PSB PARIS SCHOOL OF BUSINESS
Mémoire
Pour l'obtention du diplôme de
Master of Science
En Data Management
Présenté Par : SHIN
Woohyun
THÈME
The impact of COVID-19 : To predict the
breaking
point of the disease from Big Data by Neural
Networks
Responsable du Mémoire : OMRANI
Nessrine
- 1 -
Année Scolaire : 2019-2020
- 2 -
Abstract
The weather data generated per second is BigData, which is
difficult to process with computers at home. In particular, supercomputers used
by the National Weather Service are more expensive than clusters that connect
multiple computers in parallel with a single machine. To address these
limitations of a single machine, the cluster environment was built using the
BigData framework Hadoop and Spark. Subsequently, a deep learning prediction
model was created using temperature data to predict the reduction point of
COVID-19. The model is designed to put the maximum temperature of the past
decade at each day at input value, and to predict the 2020 weather, hoping for
an early end to COVID-19. As a result, the predicted reduction point of
COVID-19 was consistent with the actual breaking point.
Keywords : BigData, Hadoop, Spark,
Deep-Learning
Les données météorologiques
générées par seconde sont BigData, qui est difficile
à traiter avec des ordinateurs à la maison. En particulier, les
superordinateurs utilisés par le National Weather Service sont plus
chers que les clusters qui connectent plusieurs ordinateurs en parallèle
avec une seule machine. Pour remédier à ces limitations d'une
seule machine, l'environnement de cluster a été
créé à l'aide du framework BigData Hadoop et Spark.
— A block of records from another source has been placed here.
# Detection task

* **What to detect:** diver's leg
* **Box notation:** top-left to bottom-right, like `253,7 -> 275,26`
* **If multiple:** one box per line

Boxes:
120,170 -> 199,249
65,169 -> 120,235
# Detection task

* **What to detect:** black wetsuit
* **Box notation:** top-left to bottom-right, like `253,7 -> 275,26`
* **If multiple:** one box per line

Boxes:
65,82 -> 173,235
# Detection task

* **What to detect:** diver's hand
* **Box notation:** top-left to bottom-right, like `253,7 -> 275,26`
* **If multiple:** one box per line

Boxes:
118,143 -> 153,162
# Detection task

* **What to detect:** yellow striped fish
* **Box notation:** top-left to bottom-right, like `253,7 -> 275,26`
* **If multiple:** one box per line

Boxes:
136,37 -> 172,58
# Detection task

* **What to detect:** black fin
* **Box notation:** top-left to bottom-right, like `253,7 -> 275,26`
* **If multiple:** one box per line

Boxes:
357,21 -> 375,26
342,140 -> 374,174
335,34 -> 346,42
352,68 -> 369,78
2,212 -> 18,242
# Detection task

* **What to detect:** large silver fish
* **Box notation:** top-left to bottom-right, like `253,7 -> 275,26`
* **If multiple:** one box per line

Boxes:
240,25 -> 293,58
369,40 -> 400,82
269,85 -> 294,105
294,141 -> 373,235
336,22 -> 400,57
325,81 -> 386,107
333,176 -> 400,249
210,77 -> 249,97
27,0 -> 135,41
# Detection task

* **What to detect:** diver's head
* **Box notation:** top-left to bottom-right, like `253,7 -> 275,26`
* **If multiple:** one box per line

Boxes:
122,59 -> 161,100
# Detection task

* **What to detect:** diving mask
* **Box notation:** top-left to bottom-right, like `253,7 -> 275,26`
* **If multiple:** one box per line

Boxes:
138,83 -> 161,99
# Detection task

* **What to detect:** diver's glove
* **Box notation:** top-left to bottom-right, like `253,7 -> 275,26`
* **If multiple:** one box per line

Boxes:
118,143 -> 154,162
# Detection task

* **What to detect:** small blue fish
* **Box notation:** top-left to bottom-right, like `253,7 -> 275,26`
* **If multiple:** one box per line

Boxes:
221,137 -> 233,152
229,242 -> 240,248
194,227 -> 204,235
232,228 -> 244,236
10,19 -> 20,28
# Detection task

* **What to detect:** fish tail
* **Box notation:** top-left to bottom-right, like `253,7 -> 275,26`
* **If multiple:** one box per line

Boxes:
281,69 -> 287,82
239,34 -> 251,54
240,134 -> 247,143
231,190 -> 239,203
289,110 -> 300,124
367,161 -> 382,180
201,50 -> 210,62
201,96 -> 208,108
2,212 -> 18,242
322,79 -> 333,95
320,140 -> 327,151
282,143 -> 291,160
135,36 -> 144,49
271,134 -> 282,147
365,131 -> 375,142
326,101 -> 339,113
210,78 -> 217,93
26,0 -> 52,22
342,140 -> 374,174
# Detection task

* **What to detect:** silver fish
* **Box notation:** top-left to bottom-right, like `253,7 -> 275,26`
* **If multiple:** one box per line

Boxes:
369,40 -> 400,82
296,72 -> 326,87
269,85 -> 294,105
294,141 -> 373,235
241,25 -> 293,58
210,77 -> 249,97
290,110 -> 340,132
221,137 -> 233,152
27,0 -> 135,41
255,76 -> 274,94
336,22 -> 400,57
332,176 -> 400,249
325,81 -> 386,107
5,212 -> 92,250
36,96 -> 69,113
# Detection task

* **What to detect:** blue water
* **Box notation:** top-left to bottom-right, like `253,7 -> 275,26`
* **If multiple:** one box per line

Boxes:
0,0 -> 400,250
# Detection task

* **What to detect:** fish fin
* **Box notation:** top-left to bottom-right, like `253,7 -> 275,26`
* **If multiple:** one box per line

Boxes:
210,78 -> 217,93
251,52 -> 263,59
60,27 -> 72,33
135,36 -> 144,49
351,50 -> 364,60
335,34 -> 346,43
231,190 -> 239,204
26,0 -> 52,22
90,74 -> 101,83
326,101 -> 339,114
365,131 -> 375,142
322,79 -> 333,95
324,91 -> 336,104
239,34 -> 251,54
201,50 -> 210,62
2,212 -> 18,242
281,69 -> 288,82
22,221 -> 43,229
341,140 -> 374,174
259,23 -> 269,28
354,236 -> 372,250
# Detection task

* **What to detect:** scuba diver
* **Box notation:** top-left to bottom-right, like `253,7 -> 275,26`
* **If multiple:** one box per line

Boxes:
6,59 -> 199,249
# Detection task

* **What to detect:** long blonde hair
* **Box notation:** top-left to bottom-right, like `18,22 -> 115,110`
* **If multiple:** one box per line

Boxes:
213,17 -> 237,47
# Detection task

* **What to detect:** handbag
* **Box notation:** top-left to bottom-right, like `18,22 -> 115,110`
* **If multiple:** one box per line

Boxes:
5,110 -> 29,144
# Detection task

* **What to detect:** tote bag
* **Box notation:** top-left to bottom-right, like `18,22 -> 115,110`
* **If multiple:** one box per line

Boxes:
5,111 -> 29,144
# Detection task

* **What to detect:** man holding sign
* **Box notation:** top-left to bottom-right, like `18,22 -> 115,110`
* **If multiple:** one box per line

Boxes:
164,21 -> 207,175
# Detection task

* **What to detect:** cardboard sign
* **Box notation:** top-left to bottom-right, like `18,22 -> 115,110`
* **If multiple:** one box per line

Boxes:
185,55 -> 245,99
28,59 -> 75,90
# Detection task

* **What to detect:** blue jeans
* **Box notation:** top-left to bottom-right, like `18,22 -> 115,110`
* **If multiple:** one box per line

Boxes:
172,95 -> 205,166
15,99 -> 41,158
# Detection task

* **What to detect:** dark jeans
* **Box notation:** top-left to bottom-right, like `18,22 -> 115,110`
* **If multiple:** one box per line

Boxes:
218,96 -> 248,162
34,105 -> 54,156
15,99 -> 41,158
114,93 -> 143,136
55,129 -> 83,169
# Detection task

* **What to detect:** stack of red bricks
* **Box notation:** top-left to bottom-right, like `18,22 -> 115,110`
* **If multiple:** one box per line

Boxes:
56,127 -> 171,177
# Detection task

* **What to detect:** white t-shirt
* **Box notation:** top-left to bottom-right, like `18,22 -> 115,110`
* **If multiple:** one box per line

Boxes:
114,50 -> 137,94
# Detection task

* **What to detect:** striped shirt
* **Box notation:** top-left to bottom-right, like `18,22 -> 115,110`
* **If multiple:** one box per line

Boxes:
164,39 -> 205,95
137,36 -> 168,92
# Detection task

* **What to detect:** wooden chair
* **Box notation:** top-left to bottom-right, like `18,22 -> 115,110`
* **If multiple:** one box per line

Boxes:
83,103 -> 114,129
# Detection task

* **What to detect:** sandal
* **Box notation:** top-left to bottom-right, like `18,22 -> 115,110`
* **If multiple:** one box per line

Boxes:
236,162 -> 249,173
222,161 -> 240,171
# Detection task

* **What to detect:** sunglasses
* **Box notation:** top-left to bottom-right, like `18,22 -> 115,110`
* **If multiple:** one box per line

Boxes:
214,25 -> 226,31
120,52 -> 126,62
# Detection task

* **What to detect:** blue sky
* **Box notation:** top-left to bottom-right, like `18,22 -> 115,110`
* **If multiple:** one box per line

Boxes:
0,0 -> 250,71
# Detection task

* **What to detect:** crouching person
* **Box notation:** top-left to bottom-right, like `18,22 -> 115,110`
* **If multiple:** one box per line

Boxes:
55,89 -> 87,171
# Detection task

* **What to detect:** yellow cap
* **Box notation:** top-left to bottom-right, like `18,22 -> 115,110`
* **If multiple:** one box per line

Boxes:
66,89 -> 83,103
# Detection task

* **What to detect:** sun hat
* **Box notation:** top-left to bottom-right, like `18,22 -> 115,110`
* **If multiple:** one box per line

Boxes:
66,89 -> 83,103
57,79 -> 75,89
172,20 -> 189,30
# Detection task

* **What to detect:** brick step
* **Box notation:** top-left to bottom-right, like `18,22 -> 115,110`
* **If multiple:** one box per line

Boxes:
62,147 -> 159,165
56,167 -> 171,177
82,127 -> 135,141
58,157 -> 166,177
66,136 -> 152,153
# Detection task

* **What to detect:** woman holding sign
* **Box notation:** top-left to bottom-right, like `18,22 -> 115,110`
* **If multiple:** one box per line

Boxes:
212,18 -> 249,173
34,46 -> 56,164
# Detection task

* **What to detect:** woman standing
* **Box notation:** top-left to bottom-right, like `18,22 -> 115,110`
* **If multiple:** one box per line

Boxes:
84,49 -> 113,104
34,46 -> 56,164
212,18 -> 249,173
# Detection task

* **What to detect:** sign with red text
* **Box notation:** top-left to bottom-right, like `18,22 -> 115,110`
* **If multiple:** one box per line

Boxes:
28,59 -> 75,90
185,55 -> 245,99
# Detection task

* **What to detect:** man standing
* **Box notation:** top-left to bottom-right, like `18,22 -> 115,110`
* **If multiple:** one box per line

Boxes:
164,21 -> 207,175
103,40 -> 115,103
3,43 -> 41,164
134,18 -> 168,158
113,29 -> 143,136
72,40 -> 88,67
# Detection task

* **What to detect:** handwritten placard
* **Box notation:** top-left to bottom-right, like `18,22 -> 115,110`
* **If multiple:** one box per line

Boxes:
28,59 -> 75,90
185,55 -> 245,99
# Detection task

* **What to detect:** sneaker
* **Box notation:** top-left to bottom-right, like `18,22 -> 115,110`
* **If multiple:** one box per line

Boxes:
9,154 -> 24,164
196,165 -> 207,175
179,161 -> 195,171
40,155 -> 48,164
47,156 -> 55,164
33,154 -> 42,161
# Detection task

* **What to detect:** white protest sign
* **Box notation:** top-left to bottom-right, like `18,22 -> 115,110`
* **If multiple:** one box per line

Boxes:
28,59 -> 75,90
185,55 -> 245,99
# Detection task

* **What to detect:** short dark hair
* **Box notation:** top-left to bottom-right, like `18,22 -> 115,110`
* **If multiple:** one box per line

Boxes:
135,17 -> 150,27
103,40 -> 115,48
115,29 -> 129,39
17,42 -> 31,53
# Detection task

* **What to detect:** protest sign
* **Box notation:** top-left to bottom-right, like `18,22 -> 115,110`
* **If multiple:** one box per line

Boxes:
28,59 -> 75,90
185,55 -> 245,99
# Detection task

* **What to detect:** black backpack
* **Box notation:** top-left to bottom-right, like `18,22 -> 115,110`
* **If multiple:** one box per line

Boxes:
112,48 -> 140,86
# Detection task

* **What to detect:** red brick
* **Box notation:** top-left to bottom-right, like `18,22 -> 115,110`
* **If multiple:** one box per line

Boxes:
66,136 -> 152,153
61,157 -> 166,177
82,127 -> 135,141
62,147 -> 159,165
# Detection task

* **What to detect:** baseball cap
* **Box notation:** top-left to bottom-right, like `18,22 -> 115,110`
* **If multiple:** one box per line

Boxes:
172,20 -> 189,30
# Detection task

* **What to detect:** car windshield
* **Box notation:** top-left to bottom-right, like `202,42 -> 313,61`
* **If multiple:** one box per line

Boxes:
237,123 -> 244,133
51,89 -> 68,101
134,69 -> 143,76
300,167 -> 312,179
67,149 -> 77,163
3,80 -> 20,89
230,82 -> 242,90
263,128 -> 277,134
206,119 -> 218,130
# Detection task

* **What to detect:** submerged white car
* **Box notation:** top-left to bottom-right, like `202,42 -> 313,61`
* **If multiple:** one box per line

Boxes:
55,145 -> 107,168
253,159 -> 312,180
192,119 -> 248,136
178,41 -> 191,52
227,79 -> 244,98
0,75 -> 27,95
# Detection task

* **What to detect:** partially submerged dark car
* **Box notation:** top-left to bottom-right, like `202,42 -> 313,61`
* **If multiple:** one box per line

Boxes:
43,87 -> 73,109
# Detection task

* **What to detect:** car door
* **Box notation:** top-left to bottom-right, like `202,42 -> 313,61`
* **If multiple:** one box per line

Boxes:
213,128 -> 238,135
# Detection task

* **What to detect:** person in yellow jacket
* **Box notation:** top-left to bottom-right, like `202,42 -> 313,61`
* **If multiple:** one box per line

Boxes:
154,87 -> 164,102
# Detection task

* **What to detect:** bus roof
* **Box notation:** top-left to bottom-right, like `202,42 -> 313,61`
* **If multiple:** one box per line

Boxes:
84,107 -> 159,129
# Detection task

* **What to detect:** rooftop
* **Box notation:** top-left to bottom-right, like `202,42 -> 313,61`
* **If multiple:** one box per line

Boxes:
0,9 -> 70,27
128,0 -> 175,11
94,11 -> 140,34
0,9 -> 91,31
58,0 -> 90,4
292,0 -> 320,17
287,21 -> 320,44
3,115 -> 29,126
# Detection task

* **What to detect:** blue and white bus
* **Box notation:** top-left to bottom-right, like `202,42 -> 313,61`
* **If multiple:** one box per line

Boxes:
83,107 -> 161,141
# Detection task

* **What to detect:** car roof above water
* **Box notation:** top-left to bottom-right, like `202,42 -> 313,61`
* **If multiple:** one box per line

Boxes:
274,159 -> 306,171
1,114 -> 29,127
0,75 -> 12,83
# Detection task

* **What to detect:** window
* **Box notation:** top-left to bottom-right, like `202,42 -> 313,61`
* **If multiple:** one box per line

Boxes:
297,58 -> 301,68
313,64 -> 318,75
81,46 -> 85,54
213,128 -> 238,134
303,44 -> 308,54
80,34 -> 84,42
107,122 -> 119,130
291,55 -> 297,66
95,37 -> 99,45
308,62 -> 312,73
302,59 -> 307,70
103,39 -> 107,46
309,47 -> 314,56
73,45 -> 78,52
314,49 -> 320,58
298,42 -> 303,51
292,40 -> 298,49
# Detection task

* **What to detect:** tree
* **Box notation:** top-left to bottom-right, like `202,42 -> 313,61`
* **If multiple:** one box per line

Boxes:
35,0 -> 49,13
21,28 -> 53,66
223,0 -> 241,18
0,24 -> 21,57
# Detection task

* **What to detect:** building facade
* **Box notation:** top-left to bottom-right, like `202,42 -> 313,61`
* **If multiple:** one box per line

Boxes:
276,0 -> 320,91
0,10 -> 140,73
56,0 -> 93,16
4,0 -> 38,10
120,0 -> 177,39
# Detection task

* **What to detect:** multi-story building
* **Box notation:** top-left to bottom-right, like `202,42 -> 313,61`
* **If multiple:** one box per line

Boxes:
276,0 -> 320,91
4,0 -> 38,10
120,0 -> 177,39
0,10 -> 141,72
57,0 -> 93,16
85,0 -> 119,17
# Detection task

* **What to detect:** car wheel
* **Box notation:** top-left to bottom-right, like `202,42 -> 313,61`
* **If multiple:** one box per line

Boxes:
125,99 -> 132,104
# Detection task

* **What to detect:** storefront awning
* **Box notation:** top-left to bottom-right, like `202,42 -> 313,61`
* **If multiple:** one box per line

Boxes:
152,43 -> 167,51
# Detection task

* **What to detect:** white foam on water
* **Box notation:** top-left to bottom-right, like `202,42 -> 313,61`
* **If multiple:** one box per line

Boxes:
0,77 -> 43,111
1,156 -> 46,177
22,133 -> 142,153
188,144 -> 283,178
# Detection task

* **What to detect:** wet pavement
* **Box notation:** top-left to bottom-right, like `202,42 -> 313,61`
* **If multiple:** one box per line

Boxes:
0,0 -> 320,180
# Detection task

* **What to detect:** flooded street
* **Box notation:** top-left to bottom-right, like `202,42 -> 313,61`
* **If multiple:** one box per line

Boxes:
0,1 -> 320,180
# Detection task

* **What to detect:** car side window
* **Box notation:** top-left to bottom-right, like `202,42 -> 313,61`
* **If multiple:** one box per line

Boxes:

Par la
suite, un modèle de prévision d'apprentissage en profondeur a
été créé en utilisant des données de
température pour prédire le point de réduction de
COVID-19. Le modèle est conçu pour mettre la température
maximale de la dernière décennie à chaque jour à la
valeur d'entrée, et pour prédire la météo 2020, en
espérant une fin précoce de COVID-19. Par conséquent, le
point de réduction prévu de COVID-19 était conforme au
point de rupture réel.
Mots clés : BigData, Hadoop, Spark,
Deep-Learning
- 3 -
Table of Contents
I. INTRODUCTION
II. LITERATURE REVIEW
1. Coronavirus
1.1. SARS and MERS
1.2. Seasonal Virus
1.3. 2019 Novel Coronavirus
2. Weather Prediction Model
2.1. Numerical Weather Prediction (NWP)
2.2. Deep Learning Model
3. Applied Technologies
3.1. Hadoop
3.1.1. HDFS
3.1.2. MapReduce
3.1.3. Yarn
3.2. Spark
3.2.1. Low-Level API
3.2.2. Structured API
3.2.3. Machine Learning on Spark
3.3. Docker
3.3.1. Micro-Service
3.3.2. Image and Container
3.3.3. Networks
3.3.4. Kubernetes
4. Conclusion
III. METHOD AND DATA
1. Development Environment
2. Data
2.1. Daily COVID-19 confirmed cases
2.2. Max Temperature Data
3. EDA, Exploratory data analysis
4. Prediction Modeling
4.1. Data Preprocessing
4.2. Multi-Layer Perceptron
IV. Result
V. Discussion
VI. Conclusion
- 4 -
I. INTRODUCTION
Coronavirus, which began to infect humans through bats, has
appeared in various shapes since 2003. The variety of Coronavirus, which
appeared in SARS in 2003, MERS in 2009 and COVID-19 in 2019, has social and
economic implications as well as human health. In particular, this COVID-19 is
a deadly situation, with the WHO issuing a "Pandemic" proclamation. Since the
first confirmed case of COVID19 appeared in Wuhan, China on December 8, 2019,
data from the World Health Organization (WHO) have shown that more than
2,314,621 confirmed cases have been reported worldwide by April 20, 2020. Among
them, 157,847 people died, with a fatality rate of around 7 percent[19].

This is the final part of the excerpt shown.